È strano essere a Strathspeld, trovarsi nella loro casa e non aver visto i signori Gould. Alcuni dei poliziotti se ne sono andati; sul vialetto di ghiaia sono rimasti soltanto una decina tra macchine e furgoni. L’elicottero è andato a fare rifornimento, è tornato indietro ed è rimasto a ronzare per un po’ sopra la casa, poi è rientrato a Glasgow. Pare che abbiano istituito posti di blocco, messo pattuglie su tutte le strade della zona e abbiano perquisito la tenuta. Il tutto con scarse possibilità di successo.

Tornati nella casa, seduti nella biblioteca, racconto a un ispettore del Tayside ciò che è successo in quel giorno di vent’anni fa. È presente anche McDunn. Non è doloroso come pensavo. Gli racconto le cose proprio come sono andate, da quando ci siamo rincorsi su per la collina e siamo andati a sbattere contro l’uomo; sorvolo su quello che Andy e io stavamo facendo un attimo prima, e sulla battuta dell’uomo a proposito di cose sporche, da pervertiti. Non glielo posso raccontare con McDunn seduto lì: sarebbe come raccontarlo di fronte a mio padre. In realtà, credo che non lo racconterei a nessuno, non tanto perché mi vergogno (almeno, questo è ciò che dico a me stesso), quanto perché è un fatto privato: l’ultimo segreto che posso tenere nascosto, tra Andy e me, che mi permette di credere che c’è almeno una cosa in cui non l’ho tradito completamente.

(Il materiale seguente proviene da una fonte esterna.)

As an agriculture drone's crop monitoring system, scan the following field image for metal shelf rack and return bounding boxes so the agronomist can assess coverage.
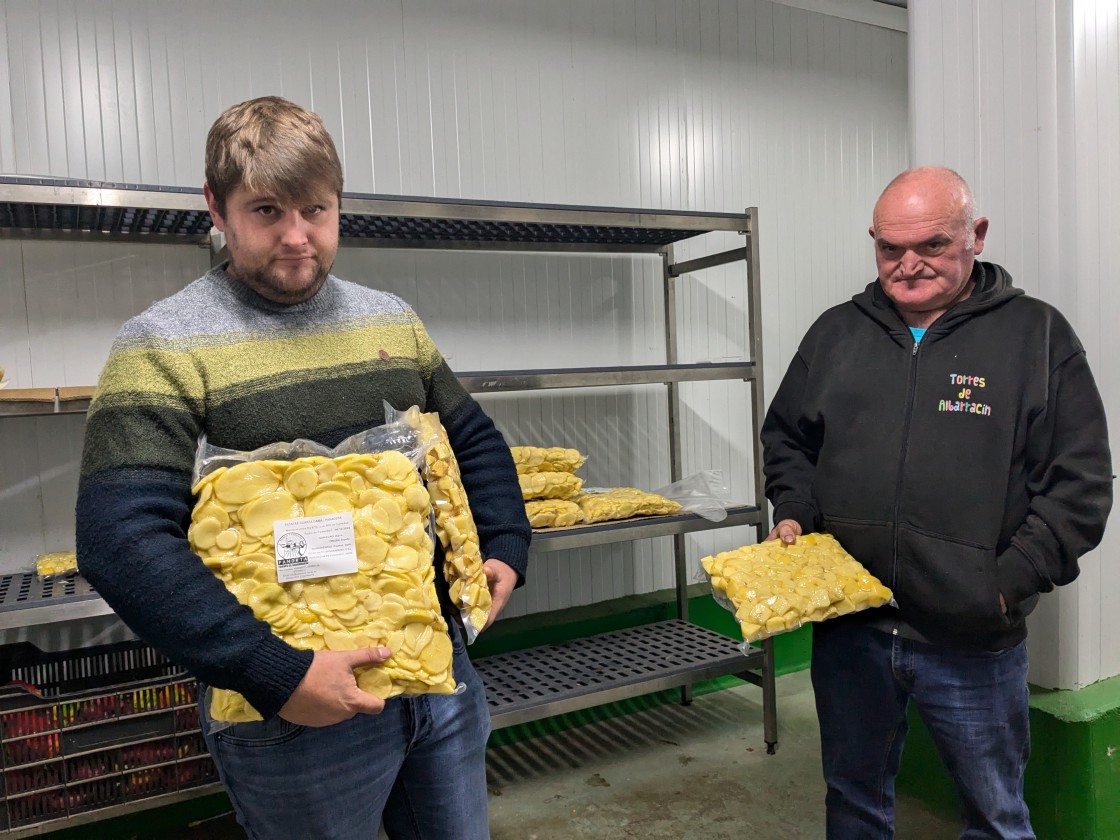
[0,177,777,834]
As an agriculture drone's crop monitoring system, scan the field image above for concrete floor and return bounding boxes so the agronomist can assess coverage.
[181,672,958,840]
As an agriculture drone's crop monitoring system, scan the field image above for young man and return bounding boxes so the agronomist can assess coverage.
[762,167,1112,840]
[77,97,531,840]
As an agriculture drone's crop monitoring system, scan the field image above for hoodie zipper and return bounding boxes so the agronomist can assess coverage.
[889,336,926,613]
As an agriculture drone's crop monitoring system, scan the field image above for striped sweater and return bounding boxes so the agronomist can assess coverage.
[77,269,530,717]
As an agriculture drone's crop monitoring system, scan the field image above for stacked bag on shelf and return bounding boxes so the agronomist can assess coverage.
[511,446,681,528]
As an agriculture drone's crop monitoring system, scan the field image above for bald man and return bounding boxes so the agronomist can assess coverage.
[762,167,1112,840]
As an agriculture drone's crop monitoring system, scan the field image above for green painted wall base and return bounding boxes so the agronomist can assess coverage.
[898,676,1120,840]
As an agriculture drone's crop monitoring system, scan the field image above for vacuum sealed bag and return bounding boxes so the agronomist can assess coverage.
[700,533,893,642]
[187,409,457,722]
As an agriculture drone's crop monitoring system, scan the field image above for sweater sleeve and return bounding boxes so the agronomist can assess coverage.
[997,351,1112,606]
[407,319,532,586]
[759,353,821,533]
[76,338,312,717]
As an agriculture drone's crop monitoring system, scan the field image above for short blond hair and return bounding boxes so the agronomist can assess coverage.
[206,96,343,213]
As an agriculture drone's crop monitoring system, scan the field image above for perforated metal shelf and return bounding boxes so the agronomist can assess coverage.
[475,619,765,728]
[0,572,113,629]
[0,177,750,252]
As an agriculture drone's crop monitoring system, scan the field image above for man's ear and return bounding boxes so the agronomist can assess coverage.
[972,216,988,254]
[203,184,225,233]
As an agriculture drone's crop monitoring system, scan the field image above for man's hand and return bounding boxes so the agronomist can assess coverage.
[483,558,517,629]
[280,647,391,726]
[763,520,801,544]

Non sono più ammanettato al sergente Flavell: lo hanno liberato in modo che possa prendere appunti. Ormai sono legato soltanto a me stesso, con i polsi ammanettati insieme. I tomi rilegati in pelle della famiglia Gould, vecchi e rispettabili, assistono dall’alto allo sgradevole racconto che sono costretto a fare. Fuori è già buio.

«Pensate che sarò incriminato?» chiedo ai due ispettori. So già che non esiste un limite di tempo oltre il quale un omicidio non è più perseguibile.

«Non spetta a me dirlo, signor Colley», risponde il poliziotto del Tayside, raccogliendo il taccuino e il registratore.

Gli angoli della bocca di McDunn si piegano all’ingiù; aspira aria tra i denti. Chissà perché, ma la sua presenza mi dà coraggio.

Hanno ordinato da mangiare allo Strathspeld Arms; lo stesso cibo che era stato preparato per i partecipanti al funerale. Alcuni di noi mangiano nella sala da pranzo. Ora sono ammanettato a un massiccio poliziotto di Londra e siamo entrambi costretti a mangiare con una mano sola. Avevo sperato che mi levassero del tutto le manette, ma probabilmente pensano che il corpo nel tunnel di per sé non provi nulla, e che Andy potrebbe essere comunque morto, oppure potrebbe essere ancora vivo e lui stesso — o qualcun altro — potrebbe aver rapito Halziel e Lingary per fornirmi una copertura.

Mentre sto rincorrendo con la forchetta l’ultimo pezzo di quiche che scivola nel piatto, McDunn entra, mi si avvicina, fa un rapido cenno con la testa all’agente e apre le manette.